Pol Espargaros Wechsel zu Repsol Honda nach Saisonende 2020 gilt als beschlossene Sache. Lediglich die offizielle Bestätigung des MotoGP-Deals fehlt noch. Dass sich Espargaro nach vier Jahren von KTM verabschiedet, war für die gesamte Szene eine Überraschung. Vor allem aber für die Verantwortlichen in Mattighofen und Munderfing.

Dort stand man plötzlich ohne den Spitzenpiloten im Projekt da. Eine Lücke, die aus dem bestehenden Fahrerkader niemand zu füllen vermag. Miguel Oliveira hat erst 16 MotoGP-Rennen bestritten, Iker Lecuona eines und Brad Binder noch gar keines. Dass ein externer Ersatz für Espargaro her muss, steht also außer Zweifel.

Das Problem: Routinierte und schnelle Fahrer sind generell ein seltenes Gut. Für 2021 steht noch dazu bereits ein Großteil von ihnen bei der Konkurrenz unter Vertrag: Marc Marquez hat für vier weitere Jahre bei Honda unterschrieben, Maverick Vinales und Fabio Quartararo für je zwei Saisons bei Yamaha, ebenso wie Alex Rins bei Suzuki oder Aleix Espargaro bei Aprilia.

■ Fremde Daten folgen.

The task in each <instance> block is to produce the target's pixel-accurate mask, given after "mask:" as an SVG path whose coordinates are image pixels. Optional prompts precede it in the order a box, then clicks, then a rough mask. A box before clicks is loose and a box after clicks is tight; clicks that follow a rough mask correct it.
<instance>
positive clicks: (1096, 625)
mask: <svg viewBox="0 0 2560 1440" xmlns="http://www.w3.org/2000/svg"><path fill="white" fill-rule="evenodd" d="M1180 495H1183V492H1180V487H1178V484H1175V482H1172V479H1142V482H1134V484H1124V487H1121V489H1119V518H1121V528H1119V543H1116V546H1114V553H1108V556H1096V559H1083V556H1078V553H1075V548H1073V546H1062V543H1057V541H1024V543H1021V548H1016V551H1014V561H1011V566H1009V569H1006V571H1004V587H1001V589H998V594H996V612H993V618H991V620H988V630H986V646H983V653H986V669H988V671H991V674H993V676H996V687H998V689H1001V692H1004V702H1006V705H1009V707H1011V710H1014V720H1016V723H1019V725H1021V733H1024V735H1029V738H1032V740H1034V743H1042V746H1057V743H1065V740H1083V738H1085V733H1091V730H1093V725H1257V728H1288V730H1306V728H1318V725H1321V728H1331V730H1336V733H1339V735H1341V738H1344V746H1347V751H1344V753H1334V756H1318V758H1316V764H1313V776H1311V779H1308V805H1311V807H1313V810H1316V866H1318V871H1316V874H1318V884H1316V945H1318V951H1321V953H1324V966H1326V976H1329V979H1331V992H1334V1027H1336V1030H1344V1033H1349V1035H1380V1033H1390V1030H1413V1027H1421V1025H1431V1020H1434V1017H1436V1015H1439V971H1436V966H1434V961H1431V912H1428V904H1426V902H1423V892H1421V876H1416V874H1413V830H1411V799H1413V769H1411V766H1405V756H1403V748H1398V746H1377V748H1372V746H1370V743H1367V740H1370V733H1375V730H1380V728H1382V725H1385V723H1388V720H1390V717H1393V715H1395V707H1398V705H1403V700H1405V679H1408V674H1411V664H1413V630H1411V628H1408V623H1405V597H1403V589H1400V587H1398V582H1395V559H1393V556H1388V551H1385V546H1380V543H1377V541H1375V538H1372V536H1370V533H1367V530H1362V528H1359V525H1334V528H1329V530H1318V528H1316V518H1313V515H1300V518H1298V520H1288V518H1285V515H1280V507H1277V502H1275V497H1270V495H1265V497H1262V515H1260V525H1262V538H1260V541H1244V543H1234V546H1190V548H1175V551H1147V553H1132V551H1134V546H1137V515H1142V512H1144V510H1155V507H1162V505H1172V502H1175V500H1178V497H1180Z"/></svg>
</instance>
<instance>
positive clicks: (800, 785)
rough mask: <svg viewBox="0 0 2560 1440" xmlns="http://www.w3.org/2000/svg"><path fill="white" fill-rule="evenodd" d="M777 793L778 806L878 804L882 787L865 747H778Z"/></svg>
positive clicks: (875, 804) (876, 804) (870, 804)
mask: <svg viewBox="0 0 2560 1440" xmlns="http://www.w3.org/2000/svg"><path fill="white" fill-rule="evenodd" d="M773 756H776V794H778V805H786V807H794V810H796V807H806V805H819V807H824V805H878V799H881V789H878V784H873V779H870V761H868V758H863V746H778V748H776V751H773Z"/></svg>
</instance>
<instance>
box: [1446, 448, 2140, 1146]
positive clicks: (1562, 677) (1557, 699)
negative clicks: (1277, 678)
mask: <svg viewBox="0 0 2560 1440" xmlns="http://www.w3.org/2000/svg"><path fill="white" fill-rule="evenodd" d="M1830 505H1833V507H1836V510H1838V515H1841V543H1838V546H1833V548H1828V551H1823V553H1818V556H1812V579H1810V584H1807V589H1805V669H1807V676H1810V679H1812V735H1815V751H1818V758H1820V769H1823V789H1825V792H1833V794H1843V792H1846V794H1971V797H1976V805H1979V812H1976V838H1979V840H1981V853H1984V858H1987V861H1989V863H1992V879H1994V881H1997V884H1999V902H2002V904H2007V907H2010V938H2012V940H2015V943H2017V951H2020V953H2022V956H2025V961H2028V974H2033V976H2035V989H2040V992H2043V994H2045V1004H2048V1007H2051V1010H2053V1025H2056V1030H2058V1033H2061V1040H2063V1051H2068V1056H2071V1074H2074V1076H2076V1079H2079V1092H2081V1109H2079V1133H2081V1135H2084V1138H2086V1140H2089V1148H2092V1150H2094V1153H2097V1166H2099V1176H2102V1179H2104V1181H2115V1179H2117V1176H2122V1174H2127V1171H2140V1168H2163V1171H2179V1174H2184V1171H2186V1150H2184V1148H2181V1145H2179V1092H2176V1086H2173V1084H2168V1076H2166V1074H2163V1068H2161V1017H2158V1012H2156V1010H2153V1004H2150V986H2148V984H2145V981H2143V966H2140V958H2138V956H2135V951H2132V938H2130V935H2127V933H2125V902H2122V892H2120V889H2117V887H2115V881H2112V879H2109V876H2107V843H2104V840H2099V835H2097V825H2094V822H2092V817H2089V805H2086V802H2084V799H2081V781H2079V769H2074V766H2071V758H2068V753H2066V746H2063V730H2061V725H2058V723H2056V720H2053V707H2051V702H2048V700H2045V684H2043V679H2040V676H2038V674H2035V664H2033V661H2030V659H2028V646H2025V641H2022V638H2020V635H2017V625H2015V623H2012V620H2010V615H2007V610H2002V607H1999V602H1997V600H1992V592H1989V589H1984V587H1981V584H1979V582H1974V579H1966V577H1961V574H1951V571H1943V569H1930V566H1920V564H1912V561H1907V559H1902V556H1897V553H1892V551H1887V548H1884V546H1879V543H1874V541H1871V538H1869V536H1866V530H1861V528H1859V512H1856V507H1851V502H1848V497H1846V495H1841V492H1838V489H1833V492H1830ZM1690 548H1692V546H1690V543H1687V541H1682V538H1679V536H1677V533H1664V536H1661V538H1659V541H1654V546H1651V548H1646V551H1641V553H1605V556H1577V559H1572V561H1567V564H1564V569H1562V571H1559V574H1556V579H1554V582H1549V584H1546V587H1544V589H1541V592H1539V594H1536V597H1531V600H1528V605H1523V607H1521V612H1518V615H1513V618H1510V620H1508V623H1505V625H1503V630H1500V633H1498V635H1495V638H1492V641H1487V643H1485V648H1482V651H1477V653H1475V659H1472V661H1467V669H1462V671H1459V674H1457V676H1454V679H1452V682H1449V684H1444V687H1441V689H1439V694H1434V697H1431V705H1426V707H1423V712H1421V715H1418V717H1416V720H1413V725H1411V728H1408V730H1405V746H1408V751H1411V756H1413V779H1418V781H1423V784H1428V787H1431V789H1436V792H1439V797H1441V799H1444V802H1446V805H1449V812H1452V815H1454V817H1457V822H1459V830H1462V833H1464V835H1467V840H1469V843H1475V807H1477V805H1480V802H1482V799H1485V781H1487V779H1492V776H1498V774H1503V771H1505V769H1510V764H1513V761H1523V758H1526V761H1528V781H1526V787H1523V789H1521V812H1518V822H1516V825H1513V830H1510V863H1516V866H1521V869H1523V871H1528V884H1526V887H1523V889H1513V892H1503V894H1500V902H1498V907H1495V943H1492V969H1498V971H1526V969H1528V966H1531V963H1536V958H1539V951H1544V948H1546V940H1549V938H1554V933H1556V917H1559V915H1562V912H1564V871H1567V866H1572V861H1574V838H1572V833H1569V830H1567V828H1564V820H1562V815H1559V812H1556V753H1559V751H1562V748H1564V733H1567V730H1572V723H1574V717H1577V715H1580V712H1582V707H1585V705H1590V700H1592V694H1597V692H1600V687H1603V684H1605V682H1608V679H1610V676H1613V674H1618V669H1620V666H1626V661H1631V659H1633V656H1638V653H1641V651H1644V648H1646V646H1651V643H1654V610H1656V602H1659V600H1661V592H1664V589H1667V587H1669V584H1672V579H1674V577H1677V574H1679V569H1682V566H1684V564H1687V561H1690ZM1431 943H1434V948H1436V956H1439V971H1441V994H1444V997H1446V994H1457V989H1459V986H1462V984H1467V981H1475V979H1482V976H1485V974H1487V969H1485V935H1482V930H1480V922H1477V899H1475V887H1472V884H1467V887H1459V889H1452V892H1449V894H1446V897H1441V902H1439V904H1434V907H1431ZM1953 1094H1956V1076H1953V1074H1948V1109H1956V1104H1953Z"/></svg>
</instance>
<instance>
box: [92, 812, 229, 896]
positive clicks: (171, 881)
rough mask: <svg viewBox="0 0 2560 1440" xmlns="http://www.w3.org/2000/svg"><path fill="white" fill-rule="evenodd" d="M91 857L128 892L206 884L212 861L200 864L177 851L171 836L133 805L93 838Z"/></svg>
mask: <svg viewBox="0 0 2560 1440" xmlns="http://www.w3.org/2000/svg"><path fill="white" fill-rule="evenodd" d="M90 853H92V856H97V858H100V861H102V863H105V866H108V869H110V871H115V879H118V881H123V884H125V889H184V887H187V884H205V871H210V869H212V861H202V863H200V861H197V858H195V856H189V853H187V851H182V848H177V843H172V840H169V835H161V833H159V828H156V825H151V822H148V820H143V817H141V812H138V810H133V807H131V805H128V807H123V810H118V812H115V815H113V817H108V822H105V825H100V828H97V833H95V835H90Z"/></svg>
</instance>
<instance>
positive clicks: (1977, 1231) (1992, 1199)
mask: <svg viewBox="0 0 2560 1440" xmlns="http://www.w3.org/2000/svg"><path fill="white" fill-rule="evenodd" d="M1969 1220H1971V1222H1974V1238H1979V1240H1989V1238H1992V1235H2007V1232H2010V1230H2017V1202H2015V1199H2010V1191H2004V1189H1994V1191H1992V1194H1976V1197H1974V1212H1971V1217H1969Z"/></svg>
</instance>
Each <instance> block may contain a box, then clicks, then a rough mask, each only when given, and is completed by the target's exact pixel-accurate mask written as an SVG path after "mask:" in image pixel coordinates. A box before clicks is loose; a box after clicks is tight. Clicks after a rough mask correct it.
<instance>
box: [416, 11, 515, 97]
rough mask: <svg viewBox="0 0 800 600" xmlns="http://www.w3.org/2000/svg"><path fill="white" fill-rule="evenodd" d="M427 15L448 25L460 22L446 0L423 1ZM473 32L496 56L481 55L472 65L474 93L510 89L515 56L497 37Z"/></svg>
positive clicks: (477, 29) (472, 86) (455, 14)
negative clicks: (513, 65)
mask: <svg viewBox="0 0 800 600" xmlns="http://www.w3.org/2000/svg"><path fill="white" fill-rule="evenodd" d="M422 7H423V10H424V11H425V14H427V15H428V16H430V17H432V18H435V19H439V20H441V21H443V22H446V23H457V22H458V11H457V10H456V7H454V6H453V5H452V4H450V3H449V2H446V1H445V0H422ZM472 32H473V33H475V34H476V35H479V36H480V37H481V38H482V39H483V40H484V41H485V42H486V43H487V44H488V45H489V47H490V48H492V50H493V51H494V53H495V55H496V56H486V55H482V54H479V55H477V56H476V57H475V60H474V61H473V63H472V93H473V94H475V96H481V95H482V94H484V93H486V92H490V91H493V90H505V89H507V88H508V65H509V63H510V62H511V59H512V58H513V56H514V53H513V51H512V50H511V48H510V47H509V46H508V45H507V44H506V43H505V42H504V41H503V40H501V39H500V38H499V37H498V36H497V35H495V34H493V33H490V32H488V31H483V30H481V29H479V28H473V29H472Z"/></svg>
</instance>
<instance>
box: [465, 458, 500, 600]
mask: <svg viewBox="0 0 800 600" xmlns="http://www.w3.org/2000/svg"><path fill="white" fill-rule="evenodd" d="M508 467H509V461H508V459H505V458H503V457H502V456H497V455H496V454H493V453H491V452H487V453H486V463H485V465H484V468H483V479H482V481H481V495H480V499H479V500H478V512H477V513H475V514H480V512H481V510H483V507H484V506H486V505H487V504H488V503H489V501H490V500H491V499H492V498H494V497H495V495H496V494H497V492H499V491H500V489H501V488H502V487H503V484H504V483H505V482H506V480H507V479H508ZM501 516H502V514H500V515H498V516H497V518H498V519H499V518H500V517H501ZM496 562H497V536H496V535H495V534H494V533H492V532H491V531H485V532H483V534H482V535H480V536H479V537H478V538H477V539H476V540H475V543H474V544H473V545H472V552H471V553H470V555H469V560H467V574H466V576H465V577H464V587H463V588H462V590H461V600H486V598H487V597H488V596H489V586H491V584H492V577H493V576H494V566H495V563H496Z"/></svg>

Einzige Option schien deshalb zunächst Andrea Dovizioso zu sein. Die Verhandlungen zwischen ihm und Ducati über eine Vertragsverlängerung gestalten sich zäh. Gerüchte über ein Interesse von KTM an Dovizioso gibt es seit mehreren Wochen. Und der MotoGP-Vizeweltmeister der letzten drei Jahre scheint weiterhin ein Thema in Österreich zu sein. Uneinigkeit zwischen Dovizioso und Ducati soll es vor allem im finanziellen Bereich geben. KTM würde in der aktuellen Notlage sicherlich tief in die Tasche greifen, um einen Mann von Doviziosos Kaliber zu bekommen.

Zwischen Dovizioso und Technikguru Dall'Igna gibt es immer wieder Reibereien, Foto: Ducati
Zwischen Dovizioso und Technikguru Dall'Igna gibt es immer wieder Reibereien, Foto: Ducati

Dies gilt aber nur für den Fall, dass 'Dovi' tatsächlich die einzige Hoffnung von Pit Beirer und Co. ist. Genau das wird nun jedoch immer unwahrscheinlicher. In den letzten Tagen sollen sich mehrere Fahrer bei KTM angeboten haben. Da wäre zum einen Danilo Petrucci. Für ihn scheint es im Ducati-MotoGP-Lager keinen Platz mehr zu geben, auf einen Wechsel in die Superbike-WM hat Petrucci nicht wirklich Lust. Bei Aprilia könnte sich eine Türe für ihn öffnen, wenn Andrea Iannones Berufung vor dem Internationalen Sportgerichtshof scheitert. Oder eben bei KTM.

Crutchlow plötzlich KTM-Anwärter?

Überraschender als das Interesse Petruccis kommen die Ambitionen eines anderen Piloten. Cal Crutchlow soll mit KTM in Kontakt getreten sein. Der Hintergrund dieser Anbahnung ist klar: Wenn Pol Espargaro zu Repsol Honda wechselt, wird HRC für Alex Marquez mit ziemlicher Sicherheit einen neuen Platz bei LCR suchen. Dort müssten dann entweder Crutchlow oder Takaaki Nakagami ihre Koffer packen. Crutchlow ist noch die klare Nummer eins im Team. Sein japanischer Teamkollege hat aber Namenssponsor Idemitsu auf seiner Seite - und ist sechs Jahre jünger. Crutchlow liebäugelte in der Vergangenheit bereits mit dem Karriereende. Gut möglich aber, dass den stolzen und selbstsicheren Briten gerade die Tatsache, dass man ihn bei Honda vor die Tür setzen könnte, noch einmal die Energie für einen weiteren Vertrag in der Königsklasse gibt. Die nächsten Wochen auf dem Transfermarkt werden auf jeden Fall hektisch.